Cambium intends to augment its geographical footprint by collaborating with major network operators, thereby driving its product adoption across various end markets. Amid the rapid 5G shift, accretive investments in high-speed wireless networks are likely to position its portfolio to secure lucrative opportunities in the long run. Over the past few years, it has benefited from investments related to gigabit wireless solutions such as 60 GHz millimeter wave products and Wi-Fi 6.
It has a long-term earnings growth expectation of 16% and delivered a positive earnings surprise of 109.3%, on average, in the trailing four quarters.
Other Key Picks
TESSCO Technologies Incorporated , sporting a Zacks Rank #1, delivered an earnings surprise of 126.1%, on average, in the trailing four quarters.
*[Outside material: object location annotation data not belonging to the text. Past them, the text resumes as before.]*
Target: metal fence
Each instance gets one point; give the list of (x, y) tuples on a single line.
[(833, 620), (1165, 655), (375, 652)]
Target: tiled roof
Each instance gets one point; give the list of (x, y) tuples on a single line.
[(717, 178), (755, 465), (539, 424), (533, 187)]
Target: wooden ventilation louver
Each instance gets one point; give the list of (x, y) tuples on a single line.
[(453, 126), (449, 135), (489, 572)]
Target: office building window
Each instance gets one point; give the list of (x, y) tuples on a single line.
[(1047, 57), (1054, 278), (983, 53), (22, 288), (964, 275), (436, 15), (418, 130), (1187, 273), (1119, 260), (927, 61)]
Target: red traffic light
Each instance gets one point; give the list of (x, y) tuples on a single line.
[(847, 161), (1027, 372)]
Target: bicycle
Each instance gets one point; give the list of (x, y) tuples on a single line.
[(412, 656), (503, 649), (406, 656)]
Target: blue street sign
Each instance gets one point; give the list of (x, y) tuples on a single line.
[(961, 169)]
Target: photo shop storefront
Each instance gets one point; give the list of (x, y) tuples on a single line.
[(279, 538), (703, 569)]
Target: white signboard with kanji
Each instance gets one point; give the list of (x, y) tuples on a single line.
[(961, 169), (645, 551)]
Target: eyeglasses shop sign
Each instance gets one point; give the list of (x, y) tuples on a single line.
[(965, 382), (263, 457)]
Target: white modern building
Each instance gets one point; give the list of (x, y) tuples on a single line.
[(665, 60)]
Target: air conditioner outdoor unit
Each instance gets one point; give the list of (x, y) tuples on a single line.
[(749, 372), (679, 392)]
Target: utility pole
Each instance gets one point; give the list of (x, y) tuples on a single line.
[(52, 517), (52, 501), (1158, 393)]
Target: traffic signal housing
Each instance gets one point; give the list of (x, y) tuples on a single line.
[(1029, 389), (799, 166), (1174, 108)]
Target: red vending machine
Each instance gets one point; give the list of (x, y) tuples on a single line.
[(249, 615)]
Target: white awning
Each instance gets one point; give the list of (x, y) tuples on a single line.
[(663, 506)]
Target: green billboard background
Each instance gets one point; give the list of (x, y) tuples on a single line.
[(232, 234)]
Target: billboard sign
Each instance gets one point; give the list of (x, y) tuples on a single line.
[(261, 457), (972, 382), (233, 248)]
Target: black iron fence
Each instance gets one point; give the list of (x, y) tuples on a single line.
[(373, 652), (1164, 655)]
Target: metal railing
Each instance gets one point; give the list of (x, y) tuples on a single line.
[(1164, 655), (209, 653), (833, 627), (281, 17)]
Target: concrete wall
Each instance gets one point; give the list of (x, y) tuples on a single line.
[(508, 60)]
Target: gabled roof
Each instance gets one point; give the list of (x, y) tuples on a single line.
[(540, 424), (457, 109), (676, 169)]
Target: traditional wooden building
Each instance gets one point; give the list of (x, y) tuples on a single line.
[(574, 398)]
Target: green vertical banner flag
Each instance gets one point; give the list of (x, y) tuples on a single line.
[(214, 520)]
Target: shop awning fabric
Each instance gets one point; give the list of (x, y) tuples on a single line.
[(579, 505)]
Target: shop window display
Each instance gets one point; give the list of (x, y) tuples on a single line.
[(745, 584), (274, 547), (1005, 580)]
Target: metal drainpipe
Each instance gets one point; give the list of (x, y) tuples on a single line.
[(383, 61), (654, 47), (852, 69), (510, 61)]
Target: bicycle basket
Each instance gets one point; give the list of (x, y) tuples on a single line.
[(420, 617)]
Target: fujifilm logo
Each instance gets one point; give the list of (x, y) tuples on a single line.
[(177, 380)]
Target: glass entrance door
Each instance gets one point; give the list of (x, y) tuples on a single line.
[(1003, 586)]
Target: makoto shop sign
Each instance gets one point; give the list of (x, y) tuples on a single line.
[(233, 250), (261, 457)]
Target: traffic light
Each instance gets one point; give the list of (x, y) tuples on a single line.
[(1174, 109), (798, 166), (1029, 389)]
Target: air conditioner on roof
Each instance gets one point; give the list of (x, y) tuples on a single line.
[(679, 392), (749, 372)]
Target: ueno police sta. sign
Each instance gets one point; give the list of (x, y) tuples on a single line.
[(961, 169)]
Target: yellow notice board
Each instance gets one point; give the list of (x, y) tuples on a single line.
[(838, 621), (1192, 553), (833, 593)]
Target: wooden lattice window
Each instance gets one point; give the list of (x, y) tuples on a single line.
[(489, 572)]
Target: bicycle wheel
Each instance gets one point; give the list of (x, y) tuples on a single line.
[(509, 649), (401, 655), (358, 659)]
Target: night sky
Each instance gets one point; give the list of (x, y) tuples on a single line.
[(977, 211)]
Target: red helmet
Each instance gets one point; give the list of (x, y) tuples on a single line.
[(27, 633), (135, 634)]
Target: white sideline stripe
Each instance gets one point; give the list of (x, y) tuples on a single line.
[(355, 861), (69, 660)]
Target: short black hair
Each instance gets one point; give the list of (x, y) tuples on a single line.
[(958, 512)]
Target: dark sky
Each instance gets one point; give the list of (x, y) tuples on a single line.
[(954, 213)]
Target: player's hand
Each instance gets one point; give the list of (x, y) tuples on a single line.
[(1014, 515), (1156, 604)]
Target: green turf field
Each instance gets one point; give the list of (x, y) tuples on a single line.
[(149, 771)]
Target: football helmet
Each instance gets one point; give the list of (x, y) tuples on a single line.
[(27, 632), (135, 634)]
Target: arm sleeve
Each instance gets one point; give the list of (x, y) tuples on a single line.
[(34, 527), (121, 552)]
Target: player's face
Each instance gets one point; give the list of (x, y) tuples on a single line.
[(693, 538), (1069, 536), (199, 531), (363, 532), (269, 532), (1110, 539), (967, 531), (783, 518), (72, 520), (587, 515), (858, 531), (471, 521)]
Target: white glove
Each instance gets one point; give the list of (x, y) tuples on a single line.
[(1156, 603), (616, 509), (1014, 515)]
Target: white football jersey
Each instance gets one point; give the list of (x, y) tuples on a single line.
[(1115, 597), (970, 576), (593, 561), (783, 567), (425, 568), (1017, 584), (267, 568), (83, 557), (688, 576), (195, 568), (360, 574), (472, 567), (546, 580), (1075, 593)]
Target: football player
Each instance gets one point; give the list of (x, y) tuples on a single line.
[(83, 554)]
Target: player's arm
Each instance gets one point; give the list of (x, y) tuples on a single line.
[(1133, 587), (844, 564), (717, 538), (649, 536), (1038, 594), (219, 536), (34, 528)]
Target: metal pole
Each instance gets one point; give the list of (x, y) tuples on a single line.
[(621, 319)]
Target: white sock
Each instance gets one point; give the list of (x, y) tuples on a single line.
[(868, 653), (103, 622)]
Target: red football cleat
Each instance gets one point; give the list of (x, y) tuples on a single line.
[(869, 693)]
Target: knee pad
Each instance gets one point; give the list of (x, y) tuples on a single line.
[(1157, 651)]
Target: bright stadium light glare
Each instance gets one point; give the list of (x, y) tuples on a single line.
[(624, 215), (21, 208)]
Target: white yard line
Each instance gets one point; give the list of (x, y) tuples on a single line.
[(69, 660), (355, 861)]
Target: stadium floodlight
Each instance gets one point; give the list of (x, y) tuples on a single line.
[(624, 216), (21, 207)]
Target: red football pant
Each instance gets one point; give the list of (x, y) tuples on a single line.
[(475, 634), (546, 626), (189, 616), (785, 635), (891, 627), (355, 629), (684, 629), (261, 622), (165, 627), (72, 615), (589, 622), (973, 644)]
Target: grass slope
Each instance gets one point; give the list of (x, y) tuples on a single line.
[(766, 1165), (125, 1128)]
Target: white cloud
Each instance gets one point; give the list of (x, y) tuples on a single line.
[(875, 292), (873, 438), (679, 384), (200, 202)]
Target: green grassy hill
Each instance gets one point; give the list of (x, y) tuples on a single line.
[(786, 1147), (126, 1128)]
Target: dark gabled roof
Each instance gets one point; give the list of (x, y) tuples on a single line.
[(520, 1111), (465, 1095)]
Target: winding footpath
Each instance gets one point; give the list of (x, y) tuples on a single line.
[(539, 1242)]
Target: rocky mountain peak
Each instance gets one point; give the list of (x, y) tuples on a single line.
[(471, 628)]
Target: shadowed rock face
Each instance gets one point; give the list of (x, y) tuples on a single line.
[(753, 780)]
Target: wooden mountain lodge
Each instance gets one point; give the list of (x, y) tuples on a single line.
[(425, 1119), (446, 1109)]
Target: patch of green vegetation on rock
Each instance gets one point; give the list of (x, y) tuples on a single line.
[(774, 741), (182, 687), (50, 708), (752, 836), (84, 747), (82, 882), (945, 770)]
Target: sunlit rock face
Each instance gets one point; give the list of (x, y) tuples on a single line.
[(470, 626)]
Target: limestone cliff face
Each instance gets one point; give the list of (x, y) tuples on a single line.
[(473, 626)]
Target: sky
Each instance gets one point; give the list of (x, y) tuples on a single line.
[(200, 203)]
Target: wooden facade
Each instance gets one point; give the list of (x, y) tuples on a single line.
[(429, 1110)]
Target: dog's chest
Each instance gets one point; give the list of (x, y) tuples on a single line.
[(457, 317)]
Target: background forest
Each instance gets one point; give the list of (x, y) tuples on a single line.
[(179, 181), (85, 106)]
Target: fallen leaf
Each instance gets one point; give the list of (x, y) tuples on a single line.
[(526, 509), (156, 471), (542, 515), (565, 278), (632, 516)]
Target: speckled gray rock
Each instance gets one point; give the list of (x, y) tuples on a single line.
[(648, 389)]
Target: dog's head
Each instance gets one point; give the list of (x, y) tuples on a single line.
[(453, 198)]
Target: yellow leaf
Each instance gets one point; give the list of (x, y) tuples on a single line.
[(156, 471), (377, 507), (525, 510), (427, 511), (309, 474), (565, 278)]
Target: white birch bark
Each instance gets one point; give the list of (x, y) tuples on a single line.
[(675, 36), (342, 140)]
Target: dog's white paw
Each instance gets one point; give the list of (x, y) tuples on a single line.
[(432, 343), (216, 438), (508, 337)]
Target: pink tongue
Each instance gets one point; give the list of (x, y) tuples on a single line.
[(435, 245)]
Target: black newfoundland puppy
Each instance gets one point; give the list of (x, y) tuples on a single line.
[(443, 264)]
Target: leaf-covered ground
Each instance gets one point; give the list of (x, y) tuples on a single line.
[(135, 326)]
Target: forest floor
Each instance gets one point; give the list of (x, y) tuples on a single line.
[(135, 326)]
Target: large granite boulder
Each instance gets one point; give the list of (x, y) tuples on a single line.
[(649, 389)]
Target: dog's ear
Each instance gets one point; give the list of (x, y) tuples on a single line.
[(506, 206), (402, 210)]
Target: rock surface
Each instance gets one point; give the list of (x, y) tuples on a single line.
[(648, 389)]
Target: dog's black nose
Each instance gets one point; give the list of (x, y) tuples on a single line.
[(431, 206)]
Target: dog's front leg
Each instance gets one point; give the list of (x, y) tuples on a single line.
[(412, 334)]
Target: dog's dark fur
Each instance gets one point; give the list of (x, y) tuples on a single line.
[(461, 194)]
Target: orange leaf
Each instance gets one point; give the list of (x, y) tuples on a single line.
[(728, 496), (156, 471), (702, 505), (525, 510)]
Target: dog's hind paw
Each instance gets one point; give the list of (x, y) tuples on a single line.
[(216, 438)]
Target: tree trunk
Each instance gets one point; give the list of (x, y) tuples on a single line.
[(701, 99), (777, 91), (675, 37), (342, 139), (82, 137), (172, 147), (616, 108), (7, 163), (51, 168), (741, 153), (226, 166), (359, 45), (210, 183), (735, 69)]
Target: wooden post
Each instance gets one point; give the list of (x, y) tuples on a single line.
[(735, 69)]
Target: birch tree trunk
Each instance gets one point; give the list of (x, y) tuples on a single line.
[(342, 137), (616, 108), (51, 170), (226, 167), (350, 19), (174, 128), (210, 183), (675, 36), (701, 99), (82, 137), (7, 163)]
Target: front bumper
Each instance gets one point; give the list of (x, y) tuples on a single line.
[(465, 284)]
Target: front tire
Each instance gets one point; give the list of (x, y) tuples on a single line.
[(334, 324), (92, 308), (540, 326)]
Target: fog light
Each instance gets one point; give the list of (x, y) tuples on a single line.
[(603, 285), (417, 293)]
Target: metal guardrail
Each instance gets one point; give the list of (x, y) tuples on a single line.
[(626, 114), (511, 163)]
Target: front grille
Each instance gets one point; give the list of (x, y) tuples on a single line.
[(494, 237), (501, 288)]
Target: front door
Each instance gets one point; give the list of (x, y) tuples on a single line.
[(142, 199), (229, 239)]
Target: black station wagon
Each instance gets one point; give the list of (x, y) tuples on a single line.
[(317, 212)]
Earnings estimates for TESSCO for the current year have moved up 44.3% since November 2021.
TESSCO offers products to the industry’s top manufacturers in mobile communications, Wi-Fi, wireless backhaul and related products. With more than three decades of experience, it delivers complete end-to-end solutions to the wireless industry.
Harmonic Inc. (HLIT - Free Report) , carrying a Zacks Rank #2, delivered an earnings surprise of 79.3%, on average, in the trailing four quarters. Earnings estimates for Harmonic for the current year have moved up 48.6% since March 2021.
Harmonic provides video delivery software, products, system solutions, and services worldwide. With more than three decades of experience, it has revolutionized cable access networking via the industry's first virtualized cable access solution, enabling cable operators to more flexibly deploy gigabit internet service to consumers' homes and mobile devices.
AudioCodes Ltd. (AUDC - Free Report) , sporting a Zacks Rank #1, is likely to benefit from the secular tailwinds related to IP-based communications. Incorporated in 1992 and headquartered in Lod, Israel, it offers advanced communications software, products and productivity solutions for the digital workplace. It has a long-term earnings growth expectation of 9%.
AudioCodes aims to leverage its long-term partnership with Microsoft to further strengthen its market position. It is also likely to benefit from its continued focus on high-margin businesses.